I stare at the meat. It is the first food I have been offered since… before. My hands shake as I pick it up. The heat of it is a shock against my frozen fingers. I bring it to my lips and take a bite.
The taste is explosive. Simple, unseasoned meat, roasted over an open fire. It is the most delicious thing I have ever eaten. It is the taste of life. Of survival. Tears spring to my eyes, hot and sudden, and I quickly wipe them away, hoping he does not see.
I eat every last scrap, my hunger a ravenous beast. I clean the bone with my teeth, oblivious to anything but the food, the warmth, the simple, profound fact of being alive.

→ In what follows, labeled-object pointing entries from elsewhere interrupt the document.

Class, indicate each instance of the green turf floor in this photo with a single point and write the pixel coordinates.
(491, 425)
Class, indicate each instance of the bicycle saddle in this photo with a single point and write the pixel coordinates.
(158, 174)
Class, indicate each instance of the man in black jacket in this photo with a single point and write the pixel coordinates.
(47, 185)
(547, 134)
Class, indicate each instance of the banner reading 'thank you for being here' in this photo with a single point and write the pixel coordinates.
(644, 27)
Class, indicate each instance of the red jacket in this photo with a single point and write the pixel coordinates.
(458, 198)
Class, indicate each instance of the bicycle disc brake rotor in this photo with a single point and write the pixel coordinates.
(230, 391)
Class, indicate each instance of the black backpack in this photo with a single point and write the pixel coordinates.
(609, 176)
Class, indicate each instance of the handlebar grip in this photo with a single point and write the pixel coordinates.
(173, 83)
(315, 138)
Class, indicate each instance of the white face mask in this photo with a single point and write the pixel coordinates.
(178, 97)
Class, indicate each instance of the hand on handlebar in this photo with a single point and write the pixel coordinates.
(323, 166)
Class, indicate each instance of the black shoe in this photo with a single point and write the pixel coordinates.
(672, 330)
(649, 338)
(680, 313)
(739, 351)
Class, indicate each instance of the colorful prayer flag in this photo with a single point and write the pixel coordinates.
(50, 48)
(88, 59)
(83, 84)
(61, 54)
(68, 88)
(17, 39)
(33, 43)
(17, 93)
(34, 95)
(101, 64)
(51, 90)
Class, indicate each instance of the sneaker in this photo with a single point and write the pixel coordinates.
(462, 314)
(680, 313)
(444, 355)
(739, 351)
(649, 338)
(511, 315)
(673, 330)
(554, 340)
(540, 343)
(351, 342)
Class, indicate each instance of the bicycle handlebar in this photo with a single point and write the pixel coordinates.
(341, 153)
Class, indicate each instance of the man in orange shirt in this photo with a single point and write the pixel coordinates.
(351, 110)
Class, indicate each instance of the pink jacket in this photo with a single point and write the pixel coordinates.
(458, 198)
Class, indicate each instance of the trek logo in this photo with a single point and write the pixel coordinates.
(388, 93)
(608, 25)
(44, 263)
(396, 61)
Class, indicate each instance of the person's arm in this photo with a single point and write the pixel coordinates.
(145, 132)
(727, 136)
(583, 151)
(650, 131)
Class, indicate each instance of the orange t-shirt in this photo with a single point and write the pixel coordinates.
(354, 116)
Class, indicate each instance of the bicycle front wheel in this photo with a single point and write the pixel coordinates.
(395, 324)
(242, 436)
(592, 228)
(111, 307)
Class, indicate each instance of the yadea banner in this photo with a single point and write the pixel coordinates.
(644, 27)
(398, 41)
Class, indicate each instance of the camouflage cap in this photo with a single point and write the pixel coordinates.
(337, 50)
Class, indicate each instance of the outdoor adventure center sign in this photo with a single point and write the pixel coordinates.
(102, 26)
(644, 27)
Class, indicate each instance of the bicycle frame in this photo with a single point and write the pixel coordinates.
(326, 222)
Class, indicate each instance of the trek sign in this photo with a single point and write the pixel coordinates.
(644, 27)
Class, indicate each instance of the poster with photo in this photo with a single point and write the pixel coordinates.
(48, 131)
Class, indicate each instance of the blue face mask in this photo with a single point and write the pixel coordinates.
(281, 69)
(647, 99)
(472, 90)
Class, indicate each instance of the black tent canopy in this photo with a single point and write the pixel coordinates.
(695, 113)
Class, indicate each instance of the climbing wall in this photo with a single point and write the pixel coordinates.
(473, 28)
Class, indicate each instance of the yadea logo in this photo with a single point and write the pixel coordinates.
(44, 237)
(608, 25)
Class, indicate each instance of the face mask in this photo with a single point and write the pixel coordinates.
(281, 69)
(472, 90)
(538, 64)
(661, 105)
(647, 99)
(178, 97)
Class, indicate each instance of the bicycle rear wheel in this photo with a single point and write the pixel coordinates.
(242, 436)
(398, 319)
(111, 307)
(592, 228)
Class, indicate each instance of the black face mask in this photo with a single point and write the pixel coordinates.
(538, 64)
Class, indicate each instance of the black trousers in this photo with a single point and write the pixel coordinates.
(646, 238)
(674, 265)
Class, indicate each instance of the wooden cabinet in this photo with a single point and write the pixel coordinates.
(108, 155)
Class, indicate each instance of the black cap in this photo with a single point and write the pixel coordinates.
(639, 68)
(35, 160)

When I am finished, I place the clean bone quietly on the stone floor. The silence returns, heavier than before. The meal is over. The temporary truce of shared sustenance is done.
I look at him. He has finished as well and is wiping his hands on a piece of hide. His profile is stark in the firelight, all hard angles and shadows.
I need to say something. The omega in me, the girl who was raised to be grateful and polite, cannot let this pass. But more than that, the survivor in me knows this is important.
“Thank you,” I say. My voice is quiet, but it does not tremble. It rings with a sincerity that surprises even me.
He grunts, a noncommittal sound from deep in his chest. He does not look at me.
“For the food,” I continue, pushing past his dismissal. “And the salve. For letting me stay. You saved my life.”
He finally turns his head. His amber eyes meet mine across the flickering flames. The firelight dances in their depths, making them look like molten gold. His expression is unreadable, a mask of hardened indifference. But I see something else. A flicker. A tightening in his jaw. My words, simple and true, have landed like stones in a still, dark pool.
He holds my gaze for a long moment, an entire conversation passing between us in total silence. I see a deep, ancient pain in his eyes, a loneliness so profound it is a physical presence in the cave.
Then he breaks the contact, looking away, back at the fire. His shoulders seem to tense, as if bracing against an impact.
“Eat,” he says, his voice a rough growl. “Survive. That is all there is.”
It is not a reassurance. It is a statement of fact. A creed for the broken and the outcast. But as I sit in the warmth of his fire, the taste of roasted rabbit still on my tongue, I feel the first, tentative thaw around the edges of my frozen heart. I am in the lair of the Ghost, and for the first time in what feels like a lifetime, I am not entirely alone in the storm.